On its electric vehicle plans announced in March, the company says it has over 500 people on the team, and mass production would begin in the first half of 2024.
For its long-term investments, Xiaomi said as of September 30 it has 46 billion yuan mostly in the form of shares, and while its preferred share fair value increased by 1.3 billion yuan, its ordinary shares took a bath and had 3.4 billion yuan wiped off. For the nine months to the end of the quarter, its ordinary share portfolio has only increased by 1 billion yuan compared to a 5.1 billion yuan increase at the same stage in 2020.

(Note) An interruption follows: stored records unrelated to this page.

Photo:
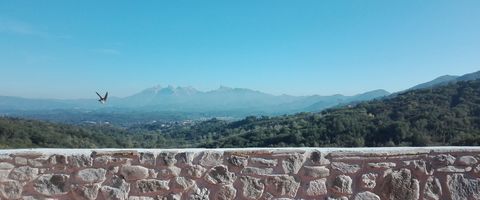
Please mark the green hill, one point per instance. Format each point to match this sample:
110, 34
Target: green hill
445, 115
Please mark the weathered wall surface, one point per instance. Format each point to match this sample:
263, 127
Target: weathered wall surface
298, 173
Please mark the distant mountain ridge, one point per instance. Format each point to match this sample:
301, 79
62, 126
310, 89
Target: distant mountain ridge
230, 102
446, 79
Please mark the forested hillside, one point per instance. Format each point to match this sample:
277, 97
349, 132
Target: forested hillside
445, 115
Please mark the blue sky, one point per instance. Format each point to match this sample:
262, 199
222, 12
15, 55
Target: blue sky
69, 49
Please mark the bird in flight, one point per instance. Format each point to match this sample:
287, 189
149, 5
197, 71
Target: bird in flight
102, 100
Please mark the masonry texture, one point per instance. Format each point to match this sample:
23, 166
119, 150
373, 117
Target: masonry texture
196, 174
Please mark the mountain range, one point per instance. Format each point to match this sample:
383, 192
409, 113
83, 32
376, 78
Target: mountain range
190, 103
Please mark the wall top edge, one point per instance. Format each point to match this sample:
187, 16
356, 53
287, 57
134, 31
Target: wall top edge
341, 151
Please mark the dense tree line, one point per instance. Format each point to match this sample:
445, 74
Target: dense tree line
445, 115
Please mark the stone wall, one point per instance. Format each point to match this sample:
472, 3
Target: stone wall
296, 173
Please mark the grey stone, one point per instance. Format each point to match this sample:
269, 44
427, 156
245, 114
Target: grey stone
173, 196
200, 194
264, 162
317, 187
186, 157
293, 163
220, 175
318, 158
211, 158
140, 198
283, 185
252, 187
400, 185
316, 171
382, 165
169, 172
366, 196
433, 189
6, 166
5, 157
167, 158
58, 159
182, 183
111, 193
369, 180
256, 171
451, 169
226, 192
337, 198
52, 184
195, 171
345, 168
134, 172
152, 185
343, 184
463, 188
11, 189
420, 165
444, 159
24, 173
238, 161
4, 174
91, 175
21, 161
36, 162
116, 189
86, 192
467, 160
147, 159
80, 160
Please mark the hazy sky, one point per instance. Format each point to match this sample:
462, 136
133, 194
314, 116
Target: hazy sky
69, 49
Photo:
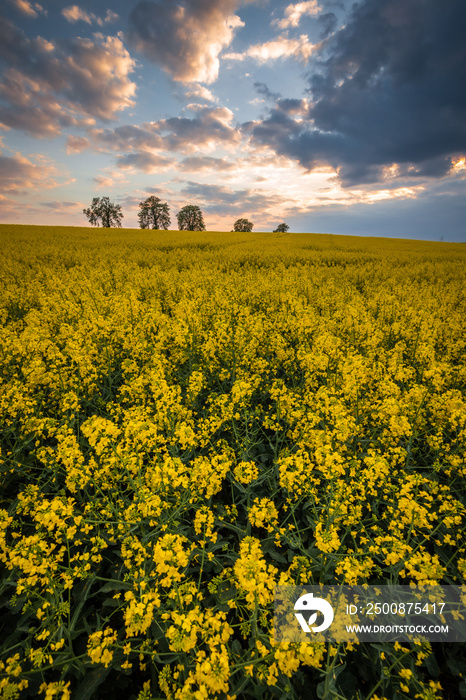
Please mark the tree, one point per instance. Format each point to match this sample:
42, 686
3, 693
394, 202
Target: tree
243, 225
153, 214
102, 209
190, 219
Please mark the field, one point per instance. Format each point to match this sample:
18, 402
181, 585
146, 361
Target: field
188, 420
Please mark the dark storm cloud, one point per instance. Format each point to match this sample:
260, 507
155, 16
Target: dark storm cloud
388, 89
328, 23
210, 127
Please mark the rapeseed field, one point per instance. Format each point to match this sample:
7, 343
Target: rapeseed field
190, 419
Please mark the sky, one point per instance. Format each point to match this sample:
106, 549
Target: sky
330, 116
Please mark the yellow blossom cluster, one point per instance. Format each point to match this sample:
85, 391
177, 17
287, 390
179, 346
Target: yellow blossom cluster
191, 419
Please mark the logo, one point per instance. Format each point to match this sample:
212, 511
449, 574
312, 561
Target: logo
307, 603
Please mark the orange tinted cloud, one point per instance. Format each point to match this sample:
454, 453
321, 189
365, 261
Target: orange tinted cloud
48, 86
282, 47
185, 39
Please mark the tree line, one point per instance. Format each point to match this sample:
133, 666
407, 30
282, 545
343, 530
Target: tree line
154, 214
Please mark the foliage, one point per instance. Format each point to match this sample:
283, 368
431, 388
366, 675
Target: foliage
153, 213
243, 225
190, 218
104, 211
189, 420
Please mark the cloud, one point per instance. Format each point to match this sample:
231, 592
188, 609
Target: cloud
201, 91
19, 175
211, 127
185, 38
293, 13
282, 47
205, 163
74, 13
218, 199
47, 86
145, 161
29, 9
387, 96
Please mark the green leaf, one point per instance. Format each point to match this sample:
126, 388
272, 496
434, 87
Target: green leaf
85, 691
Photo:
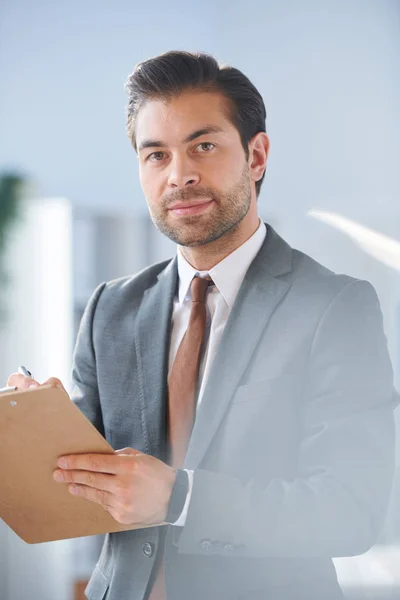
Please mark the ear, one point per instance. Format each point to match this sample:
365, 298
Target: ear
258, 154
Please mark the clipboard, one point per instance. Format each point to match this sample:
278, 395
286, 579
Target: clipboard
37, 426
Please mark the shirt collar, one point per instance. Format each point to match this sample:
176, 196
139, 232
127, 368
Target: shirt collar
227, 274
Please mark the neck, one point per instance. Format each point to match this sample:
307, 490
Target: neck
204, 258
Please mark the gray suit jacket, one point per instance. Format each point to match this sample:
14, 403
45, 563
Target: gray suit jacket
293, 445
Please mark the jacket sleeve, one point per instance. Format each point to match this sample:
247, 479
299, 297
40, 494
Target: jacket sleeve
337, 503
85, 392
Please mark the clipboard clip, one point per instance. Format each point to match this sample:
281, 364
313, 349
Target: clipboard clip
8, 389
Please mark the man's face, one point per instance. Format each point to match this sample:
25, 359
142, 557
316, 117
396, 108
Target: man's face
193, 168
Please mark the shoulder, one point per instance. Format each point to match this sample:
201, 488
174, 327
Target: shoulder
314, 286
128, 289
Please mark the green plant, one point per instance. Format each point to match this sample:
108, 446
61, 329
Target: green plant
11, 186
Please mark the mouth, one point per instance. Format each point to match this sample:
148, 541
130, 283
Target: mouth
192, 208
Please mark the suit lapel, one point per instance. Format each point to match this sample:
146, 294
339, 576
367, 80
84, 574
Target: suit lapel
259, 294
152, 340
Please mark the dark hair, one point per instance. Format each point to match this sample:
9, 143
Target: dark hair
170, 74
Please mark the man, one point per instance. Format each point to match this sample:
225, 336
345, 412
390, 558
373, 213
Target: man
246, 389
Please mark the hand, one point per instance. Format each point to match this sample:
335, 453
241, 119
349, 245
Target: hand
135, 488
24, 383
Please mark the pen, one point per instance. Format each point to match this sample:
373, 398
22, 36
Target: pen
23, 371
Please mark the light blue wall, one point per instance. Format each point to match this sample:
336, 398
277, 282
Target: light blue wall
328, 70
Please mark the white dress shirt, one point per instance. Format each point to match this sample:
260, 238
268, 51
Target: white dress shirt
227, 276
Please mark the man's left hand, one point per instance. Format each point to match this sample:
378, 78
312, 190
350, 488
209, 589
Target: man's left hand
133, 487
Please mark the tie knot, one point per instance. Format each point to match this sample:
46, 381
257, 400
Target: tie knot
198, 288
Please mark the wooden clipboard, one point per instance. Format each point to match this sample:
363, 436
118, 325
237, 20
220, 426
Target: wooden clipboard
38, 426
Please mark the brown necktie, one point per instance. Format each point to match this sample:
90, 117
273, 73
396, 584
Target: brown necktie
182, 385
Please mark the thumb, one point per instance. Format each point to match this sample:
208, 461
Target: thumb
130, 451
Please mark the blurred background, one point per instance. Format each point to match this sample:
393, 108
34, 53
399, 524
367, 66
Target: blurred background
329, 74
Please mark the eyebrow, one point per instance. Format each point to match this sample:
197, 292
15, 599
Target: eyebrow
192, 136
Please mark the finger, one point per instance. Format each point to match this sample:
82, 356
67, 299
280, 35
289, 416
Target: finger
54, 382
99, 463
100, 481
21, 382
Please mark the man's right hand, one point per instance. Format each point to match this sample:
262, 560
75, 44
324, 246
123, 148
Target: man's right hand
24, 383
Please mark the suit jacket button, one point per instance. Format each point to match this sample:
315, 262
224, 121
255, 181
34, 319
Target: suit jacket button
148, 549
205, 545
228, 549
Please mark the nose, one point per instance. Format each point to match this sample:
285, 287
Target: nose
182, 173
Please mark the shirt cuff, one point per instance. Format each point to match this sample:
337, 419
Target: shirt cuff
180, 522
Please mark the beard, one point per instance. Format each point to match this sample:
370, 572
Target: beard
227, 211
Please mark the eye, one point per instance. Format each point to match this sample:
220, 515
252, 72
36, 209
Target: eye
155, 156
205, 147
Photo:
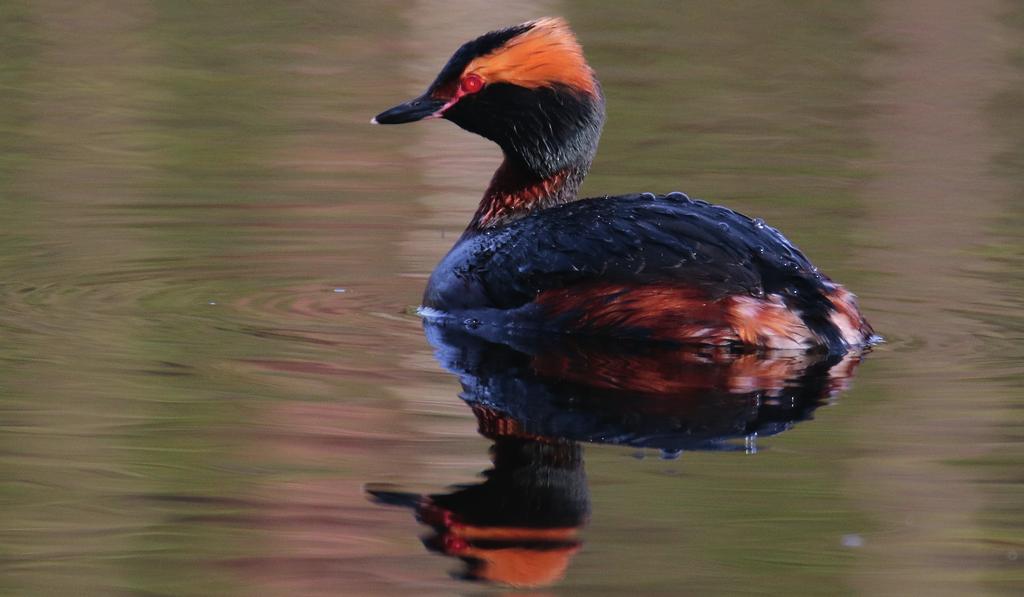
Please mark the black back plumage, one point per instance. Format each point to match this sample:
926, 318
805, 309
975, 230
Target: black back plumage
631, 240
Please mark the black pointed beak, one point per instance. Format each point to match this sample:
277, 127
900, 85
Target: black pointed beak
419, 109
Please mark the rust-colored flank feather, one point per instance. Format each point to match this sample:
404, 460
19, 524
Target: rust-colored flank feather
547, 53
679, 314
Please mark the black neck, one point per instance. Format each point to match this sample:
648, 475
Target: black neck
515, 192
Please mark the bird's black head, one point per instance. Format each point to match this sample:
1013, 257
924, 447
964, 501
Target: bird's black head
527, 88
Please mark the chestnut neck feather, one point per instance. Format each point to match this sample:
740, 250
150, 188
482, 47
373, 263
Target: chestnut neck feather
515, 192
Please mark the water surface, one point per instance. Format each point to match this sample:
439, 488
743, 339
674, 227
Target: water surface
210, 262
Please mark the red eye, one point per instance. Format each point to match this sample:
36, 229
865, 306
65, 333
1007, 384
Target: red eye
471, 83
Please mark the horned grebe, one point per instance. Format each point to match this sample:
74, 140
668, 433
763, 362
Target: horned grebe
663, 267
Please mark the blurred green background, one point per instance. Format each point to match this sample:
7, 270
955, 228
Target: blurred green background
209, 261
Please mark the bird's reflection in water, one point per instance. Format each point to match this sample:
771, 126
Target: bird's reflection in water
538, 401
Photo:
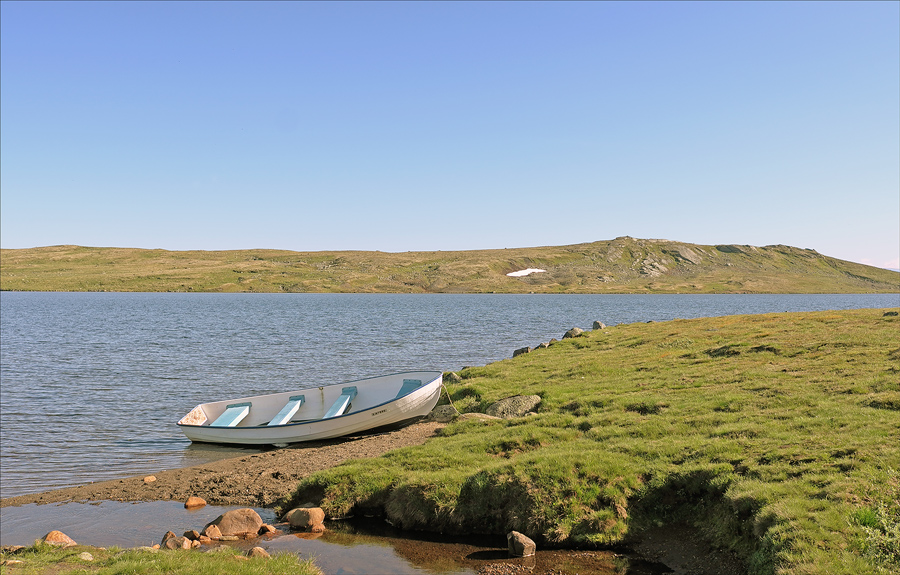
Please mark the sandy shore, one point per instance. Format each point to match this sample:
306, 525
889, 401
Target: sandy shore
268, 480
258, 480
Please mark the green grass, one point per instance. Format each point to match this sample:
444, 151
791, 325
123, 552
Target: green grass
43, 559
776, 435
623, 265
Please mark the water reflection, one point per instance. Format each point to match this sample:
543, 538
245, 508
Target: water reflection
369, 547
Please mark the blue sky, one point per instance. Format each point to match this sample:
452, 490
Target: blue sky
447, 126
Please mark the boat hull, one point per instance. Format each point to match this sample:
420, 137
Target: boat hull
375, 407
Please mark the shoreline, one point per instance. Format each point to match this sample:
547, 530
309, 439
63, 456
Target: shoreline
269, 479
259, 480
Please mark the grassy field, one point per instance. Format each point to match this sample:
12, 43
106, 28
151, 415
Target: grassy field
623, 265
777, 435
42, 558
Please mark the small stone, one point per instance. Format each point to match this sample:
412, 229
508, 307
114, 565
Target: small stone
194, 502
443, 414
519, 545
177, 543
58, 539
574, 332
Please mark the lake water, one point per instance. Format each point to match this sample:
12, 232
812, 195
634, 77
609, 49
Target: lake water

Last week, compatriot Baidu reported a 13% boost in revenue to 31.9 billion yuan, and similar to Xiaomi, it too found its long-term investments hosed. In this case, it reported an 18.9 billion yuan investment net loss that helped send its net income from 13.7 billion yuan last year to a 16.6 billion yuan net loss for Q3.
“Baidu Core delivered another solid quarter, powered by our AI cloud revenue growing 73% year over year,” Baidu CFO Rong Luo said. “With a diversified AI portfolio, including cloud services, smart transportation, smart devices, self-driving, smart EV and robotaxi, we are well-positioned for long-term growth.”
The company expects fourth-quarter revenue to be around the same levels, but said the situation with COVID-19 in China continued to limit visibility.